On that day, the busiest intersection in Kingston was chosen to receive the new traffic signal. A notice was placed in the paper about the coming change. No one had ever seen a traffic light before. As cars approached the newly regulated intersection many of the drivers simply did not see the traffic light. It was not in their field of vision because it was not yet part of their thinking. Wrecks happened one after another. The intersection became a massive crash site.
The old-timer sharing this memory with me began to smile. He said, “It was so entertaining! Hundreds of people filled the streets watching crash after crash. When a new crash took place we all let out a cheer and applauded like we were at a soccer game.” This crash scene went on for weeks until the drivers finally came to realize what it meant to have their driving regulated.
The day the first traffic signal was installed in Kingston a lack of self-control was present. The traffic signal did not press the brake to obey a red light. That was the responsibility of the driver. It would become a learned skill.
One of the fruits of the Spirit is self-control. This is not God or a pastor controlling our lives – it is you and me doing the controlling. That is why it is called self-control. We are the ones in charge of how we speak and how we choose to live. The appetites of our lives need a set of brakes and an accelerator in order to safely navigate the intersections of life. It may not be a positive-sounding message to consider a life lived under the control of the Spirit, but it is the only kind of life that will keep you from crashing.

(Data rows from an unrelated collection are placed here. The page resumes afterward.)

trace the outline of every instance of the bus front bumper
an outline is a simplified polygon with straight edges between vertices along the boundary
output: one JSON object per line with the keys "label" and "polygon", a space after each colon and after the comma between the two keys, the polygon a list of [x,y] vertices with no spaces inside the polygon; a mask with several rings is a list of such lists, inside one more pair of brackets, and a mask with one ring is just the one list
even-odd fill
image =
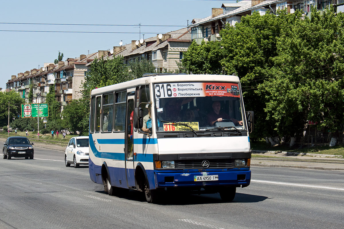
{"label": "bus front bumper", "polygon": [[176,187],[248,186],[251,180],[248,168],[223,171],[163,172],[155,170],[157,188]]}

Here are a few examples that Paul shared in Ephesians 5 that reveal to us what a spiritual traffic signal looks like when installed at the intersections of a life:
“So stop telling lies. Let us tell our neighbors the truth, for we are all parts of the same body. And don’t sin by letting anger control you. Don’t let the sun go down while you are still angry, for anger gives a foothold to the devil.” Vs. 25-27
“Don’t use foul or abusive language. Let everything you say be good and helpful so that your words will be an encouragement to those who hear them.” Vs. 29
“Get rid of all bitterness, rage, anger, harsh words, and slander, as well as all types of evil behavior. Instead, be kind to each other, tenderhearted, forgiving one another, just as God through Christ has forgiven you.” 31-32
There are other spiritual traffic lights operating elsewhere in Scripture. Find where they have been installed and heed their warning. They will keep you safe in the journey.